10 Tips for Protecting Your Data When You’ve Outsourced It to a Third Party
With rapid progress in technology and increased utilization of the cloud platform, you would expect to have reliable security for your data when you outsource it to third-party vendors. Outsourcing has gained tremendous favor among small to medium-sized businesses. But how safe is it indeed?
The Identity Theft Resource Center released a report that revealed that a total of 1039 data breaches occurred in 2016 and the number increased to 1120 in 2017. In that time more than 200 million records were exposed. These numbers are quite frightening because as time goes on, more people will look to outsource their work as it is more beneficial for small businesses.

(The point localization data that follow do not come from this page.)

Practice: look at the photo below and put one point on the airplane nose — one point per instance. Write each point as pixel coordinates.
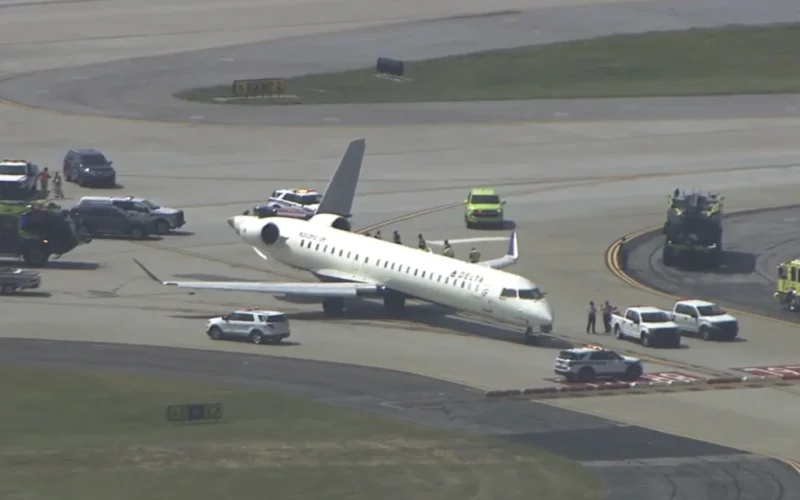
(544, 312)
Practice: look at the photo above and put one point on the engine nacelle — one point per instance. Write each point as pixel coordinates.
(332, 220)
(270, 233)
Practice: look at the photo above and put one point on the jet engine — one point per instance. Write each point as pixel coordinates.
(331, 220)
(270, 233)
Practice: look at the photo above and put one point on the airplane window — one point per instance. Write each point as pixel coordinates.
(531, 294)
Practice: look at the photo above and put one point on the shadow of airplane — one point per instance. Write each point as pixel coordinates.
(426, 316)
(64, 265)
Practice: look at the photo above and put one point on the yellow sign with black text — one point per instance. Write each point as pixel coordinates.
(260, 87)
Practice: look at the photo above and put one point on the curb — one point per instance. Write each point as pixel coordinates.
(622, 387)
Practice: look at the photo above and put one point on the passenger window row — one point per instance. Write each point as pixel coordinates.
(392, 266)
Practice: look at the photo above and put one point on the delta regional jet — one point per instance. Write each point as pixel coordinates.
(350, 265)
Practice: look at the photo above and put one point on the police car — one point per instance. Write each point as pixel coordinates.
(18, 179)
(255, 325)
(305, 200)
(588, 363)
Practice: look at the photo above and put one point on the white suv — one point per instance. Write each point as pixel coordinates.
(256, 325)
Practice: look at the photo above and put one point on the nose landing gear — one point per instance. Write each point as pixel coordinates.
(530, 337)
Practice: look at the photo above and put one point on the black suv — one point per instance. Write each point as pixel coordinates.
(89, 167)
(108, 220)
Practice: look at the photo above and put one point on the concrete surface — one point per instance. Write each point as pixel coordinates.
(573, 188)
(754, 243)
(628, 458)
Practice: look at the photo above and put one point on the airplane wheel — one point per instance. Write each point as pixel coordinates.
(394, 302)
(333, 308)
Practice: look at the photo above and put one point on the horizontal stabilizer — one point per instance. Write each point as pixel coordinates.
(341, 192)
(510, 258)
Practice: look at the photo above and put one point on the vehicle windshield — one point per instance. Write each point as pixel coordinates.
(309, 199)
(94, 161)
(13, 170)
(712, 310)
(485, 199)
(531, 294)
(655, 317)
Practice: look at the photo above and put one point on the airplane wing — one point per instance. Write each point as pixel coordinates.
(510, 258)
(306, 290)
(341, 190)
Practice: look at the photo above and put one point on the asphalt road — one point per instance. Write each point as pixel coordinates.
(630, 459)
(142, 87)
(214, 171)
(754, 242)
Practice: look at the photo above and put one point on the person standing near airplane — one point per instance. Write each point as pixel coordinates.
(448, 250)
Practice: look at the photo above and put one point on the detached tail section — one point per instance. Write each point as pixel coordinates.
(510, 258)
(341, 191)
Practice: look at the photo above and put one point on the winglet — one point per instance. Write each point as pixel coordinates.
(341, 190)
(513, 246)
(149, 273)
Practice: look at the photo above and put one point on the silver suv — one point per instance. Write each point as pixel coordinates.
(256, 325)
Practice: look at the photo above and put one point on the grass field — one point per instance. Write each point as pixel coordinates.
(729, 60)
(84, 436)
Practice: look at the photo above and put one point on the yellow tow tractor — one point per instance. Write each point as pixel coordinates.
(788, 285)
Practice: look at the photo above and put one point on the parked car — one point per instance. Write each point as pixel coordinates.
(89, 168)
(107, 220)
(705, 319)
(255, 325)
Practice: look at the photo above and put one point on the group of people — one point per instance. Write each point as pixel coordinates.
(607, 310)
(44, 184)
(474, 254)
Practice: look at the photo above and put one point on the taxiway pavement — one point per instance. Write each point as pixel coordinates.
(573, 188)
(629, 458)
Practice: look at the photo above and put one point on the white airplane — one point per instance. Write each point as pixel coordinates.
(350, 265)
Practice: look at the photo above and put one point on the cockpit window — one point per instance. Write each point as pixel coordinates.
(531, 294)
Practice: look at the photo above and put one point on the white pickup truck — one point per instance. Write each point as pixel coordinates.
(649, 325)
(705, 319)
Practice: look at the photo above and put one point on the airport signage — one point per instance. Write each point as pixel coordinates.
(260, 87)
(195, 412)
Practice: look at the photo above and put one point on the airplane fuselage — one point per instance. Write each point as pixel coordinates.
(337, 255)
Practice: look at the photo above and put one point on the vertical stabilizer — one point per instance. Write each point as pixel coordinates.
(341, 191)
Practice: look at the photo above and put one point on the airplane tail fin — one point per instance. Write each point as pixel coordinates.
(510, 258)
(341, 191)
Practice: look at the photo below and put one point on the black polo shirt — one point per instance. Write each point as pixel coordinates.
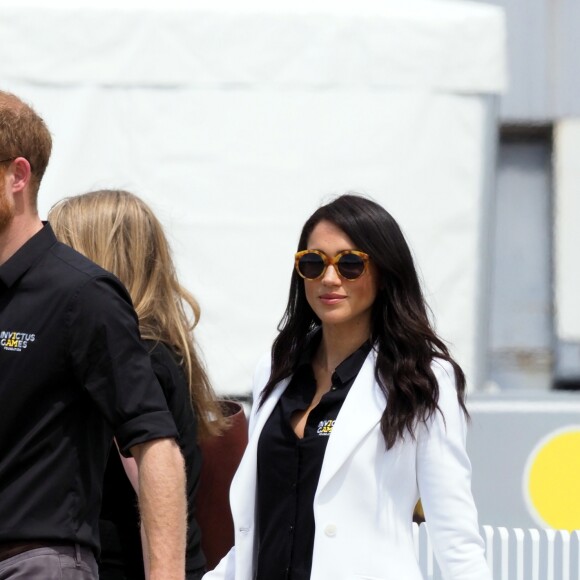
(73, 372)
(121, 546)
(289, 467)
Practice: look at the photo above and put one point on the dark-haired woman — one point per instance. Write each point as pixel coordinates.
(358, 412)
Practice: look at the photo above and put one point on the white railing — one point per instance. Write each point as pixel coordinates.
(515, 554)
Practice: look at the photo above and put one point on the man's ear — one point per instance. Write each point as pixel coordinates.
(21, 174)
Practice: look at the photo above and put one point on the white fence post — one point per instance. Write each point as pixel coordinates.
(514, 554)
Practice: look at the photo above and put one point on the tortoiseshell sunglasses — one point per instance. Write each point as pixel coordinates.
(349, 264)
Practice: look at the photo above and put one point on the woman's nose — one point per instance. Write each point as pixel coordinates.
(331, 277)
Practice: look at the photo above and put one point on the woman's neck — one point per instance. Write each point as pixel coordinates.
(337, 344)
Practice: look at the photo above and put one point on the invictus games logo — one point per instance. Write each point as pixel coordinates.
(15, 341)
(325, 427)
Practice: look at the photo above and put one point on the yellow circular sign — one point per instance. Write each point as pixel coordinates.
(552, 480)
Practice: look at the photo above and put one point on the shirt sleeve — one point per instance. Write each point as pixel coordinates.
(444, 478)
(112, 365)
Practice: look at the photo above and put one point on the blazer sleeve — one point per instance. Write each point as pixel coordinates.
(444, 480)
(226, 569)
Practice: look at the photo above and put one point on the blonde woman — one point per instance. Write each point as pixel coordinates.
(118, 231)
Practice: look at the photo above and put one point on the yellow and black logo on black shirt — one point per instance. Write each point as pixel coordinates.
(15, 341)
(325, 427)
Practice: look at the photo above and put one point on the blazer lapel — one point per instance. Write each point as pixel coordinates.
(360, 413)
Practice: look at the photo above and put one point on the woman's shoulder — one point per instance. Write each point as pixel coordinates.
(166, 365)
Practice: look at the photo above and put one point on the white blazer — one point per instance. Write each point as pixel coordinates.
(365, 496)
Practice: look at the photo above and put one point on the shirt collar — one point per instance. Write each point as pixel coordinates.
(27, 255)
(346, 370)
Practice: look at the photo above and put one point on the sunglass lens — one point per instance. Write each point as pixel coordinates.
(350, 266)
(311, 265)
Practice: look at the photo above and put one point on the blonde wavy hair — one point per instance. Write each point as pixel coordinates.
(120, 232)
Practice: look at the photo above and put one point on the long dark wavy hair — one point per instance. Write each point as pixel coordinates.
(401, 332)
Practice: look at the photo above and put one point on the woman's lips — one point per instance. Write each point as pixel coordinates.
(331, 298)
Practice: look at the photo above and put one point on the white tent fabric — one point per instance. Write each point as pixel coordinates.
(235, 121)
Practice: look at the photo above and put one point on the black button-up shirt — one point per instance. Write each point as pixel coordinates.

So, with all that these statistics reveal and the fact that people will keep outsourcing works, the risks concerning security can no longer go unanalyzed. Especially since ITRC announced that the number of data breaches and record exposed occurred highest in two categories:
- Finance/ Bank
But even without all these hacks and thefts, there are other ways your data is at risk. The Banking industry in the USA took a severe hit in October 2012 when Hurricane Sandy hit the northeast part of the country. The storm that the hurricane brought flooded Jack Henry & Associates, which is an S&P 400 company, which supported more than 11,000 financial institutions with core processing services. Since Jack Henry never prepared for this kind of situation, the consequences were very harsh and many suffered all over the country. Banks who used its processing services suffered long delays processing checks and deposits, while many customers could not even access their funds.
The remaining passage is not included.